The court held that John failed to demonstrate a likelihood of success regarding his gender discrimination claims, particularly because such claims are not ripe for adjudication with the school’s adjudicative process ongoing. Further, the university “has a substantial interest in the fair, prompt, and accurate resolution of disciplinary matters without due interference from courts[,]” as well as “a strong interest in maintaining a campus free of sexual harassment and sexual assault.” Jane also has an interest in the prompt resolution of her Title IX complaint, and indefinitely postponing her hearing “would leave her to languish without such resolution.”
Looking at the totality of the circumstances, the court found that John received proper notice of the charges and was afforded multiple pre-hearing conferences. He was advised of the evidence against him before the hearing. He will have the opportunity to call witnesses, present evidence, cross-examine witnesses, and make opening and closing statements. The university appropriately satisfied the court’s concerns that its hearing panel will be able to judge the credibility of witnesses through a videoconferencing platform that will also provide for privacy and security of the information presented.

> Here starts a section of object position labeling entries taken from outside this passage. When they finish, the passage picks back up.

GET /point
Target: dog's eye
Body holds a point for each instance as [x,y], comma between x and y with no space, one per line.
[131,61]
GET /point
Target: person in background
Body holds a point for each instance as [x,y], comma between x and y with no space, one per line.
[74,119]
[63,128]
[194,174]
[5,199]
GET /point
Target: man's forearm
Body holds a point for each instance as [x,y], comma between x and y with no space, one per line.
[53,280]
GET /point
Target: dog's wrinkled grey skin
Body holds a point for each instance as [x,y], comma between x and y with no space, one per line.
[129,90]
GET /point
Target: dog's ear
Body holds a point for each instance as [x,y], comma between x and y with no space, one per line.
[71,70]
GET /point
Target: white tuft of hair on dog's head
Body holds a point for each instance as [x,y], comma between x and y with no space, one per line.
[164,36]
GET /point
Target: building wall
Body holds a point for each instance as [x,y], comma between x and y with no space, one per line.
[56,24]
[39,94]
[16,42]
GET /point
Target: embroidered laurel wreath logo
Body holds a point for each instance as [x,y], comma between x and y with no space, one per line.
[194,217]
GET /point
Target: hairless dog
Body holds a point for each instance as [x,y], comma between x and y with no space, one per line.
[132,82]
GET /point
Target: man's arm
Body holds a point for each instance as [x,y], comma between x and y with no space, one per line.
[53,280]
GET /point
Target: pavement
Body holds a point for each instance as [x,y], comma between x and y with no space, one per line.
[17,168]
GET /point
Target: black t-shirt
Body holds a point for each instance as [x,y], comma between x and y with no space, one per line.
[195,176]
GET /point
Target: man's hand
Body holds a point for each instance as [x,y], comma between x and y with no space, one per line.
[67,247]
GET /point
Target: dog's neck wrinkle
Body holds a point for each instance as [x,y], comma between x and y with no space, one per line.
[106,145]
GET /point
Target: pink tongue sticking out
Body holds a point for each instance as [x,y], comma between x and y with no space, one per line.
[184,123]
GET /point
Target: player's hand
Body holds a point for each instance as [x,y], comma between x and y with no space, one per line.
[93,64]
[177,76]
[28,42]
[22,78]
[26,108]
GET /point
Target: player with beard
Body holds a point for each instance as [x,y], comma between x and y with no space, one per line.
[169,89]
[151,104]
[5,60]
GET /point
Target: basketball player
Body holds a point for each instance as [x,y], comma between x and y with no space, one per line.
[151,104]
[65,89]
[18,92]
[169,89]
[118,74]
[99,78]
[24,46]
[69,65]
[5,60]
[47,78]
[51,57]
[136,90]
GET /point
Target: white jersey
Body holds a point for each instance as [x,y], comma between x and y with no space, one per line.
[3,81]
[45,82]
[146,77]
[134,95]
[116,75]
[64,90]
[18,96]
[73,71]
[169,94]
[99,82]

Colleges and universities must make careful assessments regarding how and when they will proceed with Title IX investigations and hearings, as affected by the evolving circumstances of the pandemic. Notices to the parties must be clear and timely. Most of all, if a party seeks judicial relief to compel a rescheduling or restraining of an investigative meeting or a hearing, the school must be fully prepared to document and prove to the judge’s satisfaction that fairness, privacy, and security concerns will be protected through the utilized platform. The school must demonstrate that its intended remote participation protocols not only adhere to the school’s policies as fully as possible under the current challenges, but also provide appropriate assurances to enable a court to exercise judicial deference and decline to intercede.